Can investing in Africa be profitable? Year after year, statistics show that of any region, Africa offers the highest rate of return on FDI. (Many have pointed out this is likely because in Africa, risk-adverse foreign investors select opportunities with the highest likelihoods of return.) Africa is a high-risk environment, and while the potential rewards are also high, American business has focused almost exclusively on extractive industries, shying away from other sectors due to the perceived risks of corruption and political volatility.

China continues to invest heavily in Sudanese oil, despite the genocide in Darfur.

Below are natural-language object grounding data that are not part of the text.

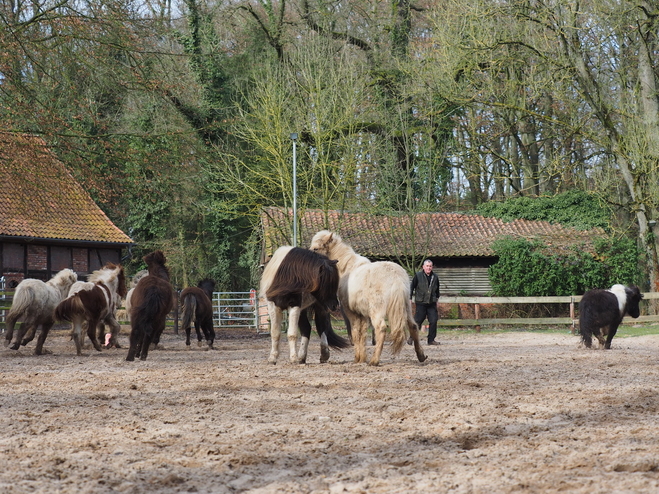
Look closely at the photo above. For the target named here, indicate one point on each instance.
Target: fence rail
(244, 309)
(572, 300)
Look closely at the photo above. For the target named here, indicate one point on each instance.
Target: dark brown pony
(151, 301)
(198, 308)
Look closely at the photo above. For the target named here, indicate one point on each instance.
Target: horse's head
(634, 297)
(122, 290)
(322, 242)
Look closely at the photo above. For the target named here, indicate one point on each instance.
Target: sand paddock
(487, 413)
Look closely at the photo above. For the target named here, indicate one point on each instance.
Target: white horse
(296, 279)
(95, 302)
(34, 302)
(371, 292)
(136, 279)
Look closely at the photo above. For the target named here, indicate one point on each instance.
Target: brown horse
(198, 308)
(152, 300)
(94, 302)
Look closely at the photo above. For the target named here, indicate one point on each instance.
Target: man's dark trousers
(429, 311)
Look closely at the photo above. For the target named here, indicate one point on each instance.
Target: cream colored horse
(371, 292)
(35, 302)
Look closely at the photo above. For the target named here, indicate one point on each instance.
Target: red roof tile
(433, 234)
(39, 198)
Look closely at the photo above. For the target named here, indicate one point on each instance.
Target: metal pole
(294, 137)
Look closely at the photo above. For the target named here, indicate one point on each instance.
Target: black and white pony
(299, 280)
(601, 312)
(198, 310)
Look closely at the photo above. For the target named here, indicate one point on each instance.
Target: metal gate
(235, 309)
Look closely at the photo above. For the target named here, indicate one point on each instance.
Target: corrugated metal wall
(463, 281)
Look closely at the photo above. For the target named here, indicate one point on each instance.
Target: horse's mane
(156, 264)
(138, 276)
(303, 270)
(112, 275)
(332, 245)
(66, 277)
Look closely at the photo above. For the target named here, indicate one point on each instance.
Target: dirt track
(511, 412)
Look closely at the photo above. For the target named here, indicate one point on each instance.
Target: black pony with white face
(601, 312)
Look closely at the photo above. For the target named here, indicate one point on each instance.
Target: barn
(460, 245)
(48, 222)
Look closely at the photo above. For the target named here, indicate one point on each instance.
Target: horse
(371, 292)
(136, 279)
(151, 301)
(197, 307)
(299, 280)
(95, 302)
(35, 302)
(602, 311)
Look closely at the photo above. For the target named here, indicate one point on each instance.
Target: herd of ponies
(306, 283)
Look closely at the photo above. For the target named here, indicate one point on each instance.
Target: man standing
(425, 288)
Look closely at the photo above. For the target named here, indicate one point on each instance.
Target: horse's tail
(399, 314)
(23, 299)
(189, 310)
(68, 308)
(152, 307)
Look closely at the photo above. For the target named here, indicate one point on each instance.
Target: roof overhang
(65, 242)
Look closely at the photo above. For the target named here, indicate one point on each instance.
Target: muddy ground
(487, 413)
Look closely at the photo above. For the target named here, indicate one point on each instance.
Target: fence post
(574, 329)
(477, 316)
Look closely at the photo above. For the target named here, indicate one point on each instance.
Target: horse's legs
(380, 331)
(198, 331)
(115, 329)
(187, 336)
(25, 327)
(293, 318)
(305, 332)
(359, 330)
(77, 335)
(38, 350)
(609, 337)
(276, 317)
(323, 324)
(29, 335)
(135, 343)
(9, 332)
(91, 332)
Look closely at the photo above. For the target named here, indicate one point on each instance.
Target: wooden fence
(573, 301)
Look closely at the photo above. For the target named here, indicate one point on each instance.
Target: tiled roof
(39, 198)
(433, 234)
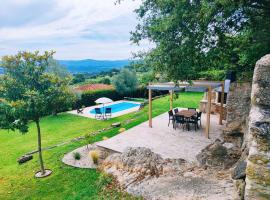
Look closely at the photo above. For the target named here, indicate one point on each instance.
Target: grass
(18, 182)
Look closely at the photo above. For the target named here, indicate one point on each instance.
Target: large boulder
(239, 172)
(218, 154)
(136, 164)
(258, 134)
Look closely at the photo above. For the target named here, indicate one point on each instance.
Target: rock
(261, 80)
(117, 124)
(228, 145)
(258, 134)
(24, 159)
(239, 172)
(136, 164)
(217, 155)
(240, 189)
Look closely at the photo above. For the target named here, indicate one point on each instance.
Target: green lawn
(17, 181)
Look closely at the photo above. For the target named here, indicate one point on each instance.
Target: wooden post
(209, 97)
(221, 103)
(150, 107)
(171, 99)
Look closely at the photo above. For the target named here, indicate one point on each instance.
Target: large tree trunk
(39, 148)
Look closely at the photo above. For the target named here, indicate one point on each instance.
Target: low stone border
(86, 161)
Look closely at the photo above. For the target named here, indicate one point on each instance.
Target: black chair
(179, 119)
(192, 109)
(108, 112)
(171, 117)
(98, 113)
(199, 117)
(195, 120)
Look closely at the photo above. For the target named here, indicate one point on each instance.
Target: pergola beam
(209, 99)
(221, 103)
(200, 83)
(171, 99)
(150, 107)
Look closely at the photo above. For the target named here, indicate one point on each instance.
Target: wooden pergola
(195, 86)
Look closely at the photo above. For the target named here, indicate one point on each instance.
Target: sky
(75, 29)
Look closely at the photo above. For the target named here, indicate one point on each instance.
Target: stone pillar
(258, 135)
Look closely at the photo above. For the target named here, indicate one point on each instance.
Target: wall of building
(258, 134)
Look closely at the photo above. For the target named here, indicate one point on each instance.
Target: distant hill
(92, 66)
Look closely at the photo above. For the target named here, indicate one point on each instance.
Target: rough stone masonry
(258, 134)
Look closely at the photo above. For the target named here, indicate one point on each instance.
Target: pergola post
(150, 107)
(209, 98)
(171, 99)
(221, 104)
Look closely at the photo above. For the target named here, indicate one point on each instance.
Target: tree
(125, 82)
(78, 78)
(197, 36)
(29, 91)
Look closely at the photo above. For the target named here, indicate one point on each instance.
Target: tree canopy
(194, 37)
(30, 90)
(125, 82)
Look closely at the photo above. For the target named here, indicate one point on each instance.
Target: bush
(215, 75)
(95, 156)
(76, 155)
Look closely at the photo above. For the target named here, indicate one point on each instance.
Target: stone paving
(164, 140)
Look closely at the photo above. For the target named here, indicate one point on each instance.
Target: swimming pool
(118, 107)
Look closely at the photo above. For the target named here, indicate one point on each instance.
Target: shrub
(94, 155)
(76, 155)
(122, 130)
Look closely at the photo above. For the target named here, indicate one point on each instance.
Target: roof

Chinese investors are not inherently different than Americans—they are bolstered by advantages with which American companies cannot hope to compete. Much of Chinese investment is led by state-owned enterprises that do not have to turn a quick profit, or any profit at all, since they can always be bailed out by the Chinese government. The government measures returns not simply in dollars, but in long-term strategic influence.

American business is also hard-pressed to compete with what China calls its "non-interference policy," an indifference to conducting business with political regimes that might be complicit in torture or mass murder, or simply corrupt.

"Business is business. We try to separate politics from business," Zhou Wenzhong, then Deputy Foreign Minister, now Ambassador to the United States, famously told the New York Times in 2004. "You [the West] have tried to impose a market economy and multiparty democracy on these countries which are not ready for it."

China continues to invest heavily in Sudanese oil, despite the genocide in Darfur. In addition to attempts to resuscitate Zimbabwe's collapsed economy—the result of a disastrous land reform program—with generous aid, China negotiated a $200 million fighter jet deal and shares its technology for jamming radio signals and filtering the internet. China is known for disregarding domestic environmental and anti-graft regulations.

Despite its claims of "separating politics from business," China does, of course, interfere in other countries' internal affairs. In Zambia, where China has major copper mining interests, the Chinese government froze new investment and threatened to pull out of current projects if the pro-Taiwan opposition leader, who was critical of working conditions in Chinese-run mines, won the presidential election.

For their part, Africans on the whole seem less concerned with China's human rights record than the Western media. After decades of stagnation, many Africans have grown disillusioned with the IMF and the World Bank, and look to China for a no strings-attached alternative source of much-needed capital. While Western aid has emphasized food aid, education, health and human rights, China is fulfilling a crucial untapped need for something that, from an economic perspective, may be even more basic: infrastructure. Much of Africa's infrastructure has been left to rot since independence. China's bids for oil and mining rights come with offers of hydroelectric power dams, railroads, roads and fiber-optic cables, which have the potential to benefit ordinary people, no matter how corrupt the regime under which they live.

China's endgame in Africa remains unclear. What is clear is that China will be a force to be reckoned with, and while that will mean more competition for Western countries and international institutions, it does not have to lead to conflict. China sees itself and wants to be seen internationally, as a respectable leader, and in Africa, as a transformative force offering an "alternative" model of development.

If Western countries can be a healthy counterbalance to Chinese influence in Africa, that will, in the long run, be good for Africa and the world. However, that requires looking at Africa and seeing beyond oil, beyond terrorism, beyond the images of famine and conflict. It requires that business look at Africa as it looks at any other market: an opportunity.